Archbishop Gitari

Archbishop David Gitari, the retired Primate of the Anglican Church of Kenya (ACK), died Monday at 2:10 pm. He was 76.
 


Gitari was one of those larger-than-life figures. He was absolutely courageous, brilliant, and committed to the implications of the Gospel in everyday life. He was marked for death by government hit squads and three times had to escape in the middle of the night when they came to kill him. One of the times, he escaped through the roof of his house and slipped into the jungle. 



When I first met David Gitari, I expected to meet a giant, and I was not disappointed. What I did not expect, however, was how hysterically funny he could be - and regularly was. He would smile with a broad grin and then succumb to the volcanic laughter that was rising inside and erupt with belly laughter. One day, we were sitting in his office with our feet propped up. We were surrounded by great piles of papers arranged in some cryptic filing system known only to him when he commented, "President Moi used to try to kill me. Now he prays for my health and safety because he knows if anything - even an accident - befalls me, he will be blamed!" 

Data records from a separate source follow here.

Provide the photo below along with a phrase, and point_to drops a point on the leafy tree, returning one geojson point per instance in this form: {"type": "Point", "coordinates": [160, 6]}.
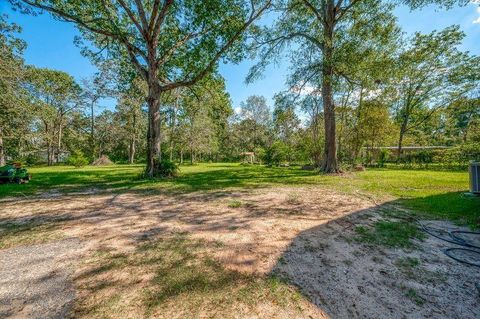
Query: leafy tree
{"type": "Point", "coordinates": [326, 35]}
{"type": "Point", "coordinates": [170, 43]}
{"type": "Point", "coordinates": [431, 74]}
{"type": "Point", "coordinates": [131, 118]}
{"type": "Point", "coordinates": [13, 101]}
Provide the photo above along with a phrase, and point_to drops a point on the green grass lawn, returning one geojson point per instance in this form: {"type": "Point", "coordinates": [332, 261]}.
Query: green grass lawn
{"type": "Point", "coordinates": [436, 193]}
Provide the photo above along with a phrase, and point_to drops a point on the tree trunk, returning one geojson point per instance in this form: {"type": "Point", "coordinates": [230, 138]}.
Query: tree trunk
{"type": "Point", "coordinates": [330, 164]}
{"type": "Point", "coordinates": [59, 141]}
{"type": "Point", "coordinates": [92, 130]}
{"type": "Point", "coordinates": [131, 151]}
{"type": "Point", "coordinates": [403, 129]}
{"type": "Point", "coordinates": [2, 150]}
{"type": "Point", "coordinates": [154, 154]}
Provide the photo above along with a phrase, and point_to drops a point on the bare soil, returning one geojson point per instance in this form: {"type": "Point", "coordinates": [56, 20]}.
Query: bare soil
{"type": "Point", "coordinates": [304, 235]}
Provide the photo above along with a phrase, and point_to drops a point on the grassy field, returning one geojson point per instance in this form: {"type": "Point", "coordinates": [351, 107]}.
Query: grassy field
{"type": "Point", "coordinates": [439, 194]}
{"type": "Point", "coordinates": [173, 248]}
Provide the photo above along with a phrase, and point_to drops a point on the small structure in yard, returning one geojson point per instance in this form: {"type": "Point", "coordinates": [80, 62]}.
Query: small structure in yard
{"type": "Point", "coordinates": [14, 173]}
{"type": "Point", "coordinates": [248, 157]}
{"type": "Point", "coordinates": [102, 160]}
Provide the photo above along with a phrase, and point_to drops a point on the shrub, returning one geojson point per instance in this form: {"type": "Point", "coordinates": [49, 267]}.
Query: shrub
{"type": "Point", "coordinates": [167, 168]}
{"type": "Point", "coordinates": [77, 159]}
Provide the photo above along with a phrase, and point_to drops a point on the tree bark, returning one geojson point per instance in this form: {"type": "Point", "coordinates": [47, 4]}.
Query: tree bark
{"type": "Point", "coordinates": [2, 150]}
{"type": "Point", "coordinates": [154, 154]}
{"type": "Point", "coordinates": [92, 129]}
{"type": "Point", "coordinates": [330, 163]}
{"type": "Point", "coordinates": [403, 129]}
{"type": "Point", "coordinates": [131, 151]}
{"type": "Point", "coordinates": [59, 140]}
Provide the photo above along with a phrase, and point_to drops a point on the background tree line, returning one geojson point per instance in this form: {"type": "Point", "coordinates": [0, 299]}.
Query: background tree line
{"type": "Point", "coordinates": [356, 82]}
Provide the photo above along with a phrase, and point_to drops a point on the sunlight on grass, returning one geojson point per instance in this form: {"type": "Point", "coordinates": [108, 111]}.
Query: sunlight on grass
{"type": "Point", "coordinates": [437, 193]}
{"type": "Point", "coordinates": [171, 275]}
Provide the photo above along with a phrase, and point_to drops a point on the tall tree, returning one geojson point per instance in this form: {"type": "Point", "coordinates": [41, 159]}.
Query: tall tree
{"type": "Point", "coordinates": [318, 29]}
{"type": "Point", "coordinates": [13, 102]}
{"type": "Point", "coordinates": [432, 73]}
{"type": "Point", "coordinates": [170, 43]}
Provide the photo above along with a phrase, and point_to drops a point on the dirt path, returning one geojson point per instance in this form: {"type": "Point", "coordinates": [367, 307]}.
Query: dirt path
{"type": "Point", "coordinates": [36, 281]}
{"type": "Point", "coordinates": [303, 234]}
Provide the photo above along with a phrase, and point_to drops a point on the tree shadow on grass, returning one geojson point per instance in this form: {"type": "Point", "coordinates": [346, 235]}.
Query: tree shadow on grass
{"type": "Point", "coordinates": [122, 178]}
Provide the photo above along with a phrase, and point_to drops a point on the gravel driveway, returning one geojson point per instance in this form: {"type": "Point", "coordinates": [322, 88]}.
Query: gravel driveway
{"type": "Point", "coordinates": [35, 281]}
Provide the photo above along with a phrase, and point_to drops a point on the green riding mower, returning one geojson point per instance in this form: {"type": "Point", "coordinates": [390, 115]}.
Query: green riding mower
{"type": "Point", "coordinates": [14, 173]}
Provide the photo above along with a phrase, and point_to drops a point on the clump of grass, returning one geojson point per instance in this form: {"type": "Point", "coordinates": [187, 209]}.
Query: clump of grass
{"type": "Point", "coordinates": [293, 199]}
{"type": "Point", "coordinates": [235, 203]}
{"type": "Point", "coordinates": [415, 297]}
{"type": "Point", "coordinates": [183, 278]}
{"type": "Point", "coordinates": [411, 268]}
{"type": "Point", "coordinates": [390, 234]}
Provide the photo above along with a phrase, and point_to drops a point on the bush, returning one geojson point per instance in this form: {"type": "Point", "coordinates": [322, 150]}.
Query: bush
{"type": "Point", "coordinates": [167, 168]}
{"type": "Point", "coordinates": [77, 159]}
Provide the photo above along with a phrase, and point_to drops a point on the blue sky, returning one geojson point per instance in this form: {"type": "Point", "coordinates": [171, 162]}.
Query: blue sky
{"type": "Point", "coordinates": [50, 44]}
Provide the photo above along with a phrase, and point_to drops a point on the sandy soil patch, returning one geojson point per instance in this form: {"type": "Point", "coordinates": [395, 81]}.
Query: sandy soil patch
{"type": "Point", "coordinates": [303, 234]}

Gitari became a dear friend. When the Provincial Synod was considering my consecration, there were many questions because of the complexities. Eventually, the retired Archbishop sauntered to the microphone and said, "It's time. It's for the Gospel." The measure passed unanimously. 



Appreciating humor like fine wine, over the years he would often say to me, "Atwood! Tell the story! Tell the story again!" He did that in many countries and places when we were together, punctuating meetings and gatherings of all sorts. Again and again, I would tell his favorite story and he would laugh as though he had never heard it before, convulsing with mirth that drew everyone else into raucous joy. 



This week, as you are promoted into glory and join the Church Triumphant, I share "the story" again for you, Archbishop David.

I landed in Nairobi at Jomo Kenyatta Airport, cleared through immigration, and was passing through customs when I was stopped by an obviously very drunk inspector. With the exaggerated speech of the inebriated, he shook his finger at me and demanded, "Mzungu!" (using the Swahili word for white man) "What is in that bag? I have all the power! You have no power. I can put you in jail!"



"My clothes and personal items. If you put me in jail, my friend will come and visit me," I replied. 



"Mzungu!" he said again, weaving back and forth as he stood, "I have all the power! You have no power. I can put you in jail. What is in that bag?" he cried, pointing to my briefcase. 



"My papers and my laptop. If you put me in jail, my friend will come and visit me." I replied. 



"Mzungu, I have all the power! You have no power. I can put you in jail!"



I responded, "If you put me in jail, my friend will come to visit me." 



Pausing, the inspector looked quizzically at me and asked, "Who is your friend?"



"Archbishop David Gitari," I replied. 



Turning away, he waved his hand and said, "Pass."



At that point, Gitari would collapse in gales of laughter drawing everyone else within hearing into the same. 



I don't know how many times over the years he cried out, "Atwood, tell the story!" but it was many. Soon, when GAFCON gathers in Nairobi, we will remember him again, and I'll tell the story. 



Dear Archbishop David, 

As you approach the pearly gates clothed in the righteousness of Jesus Christ your Lord, I wager you will remember "the story" and laugh as St. Peter says, "Pass."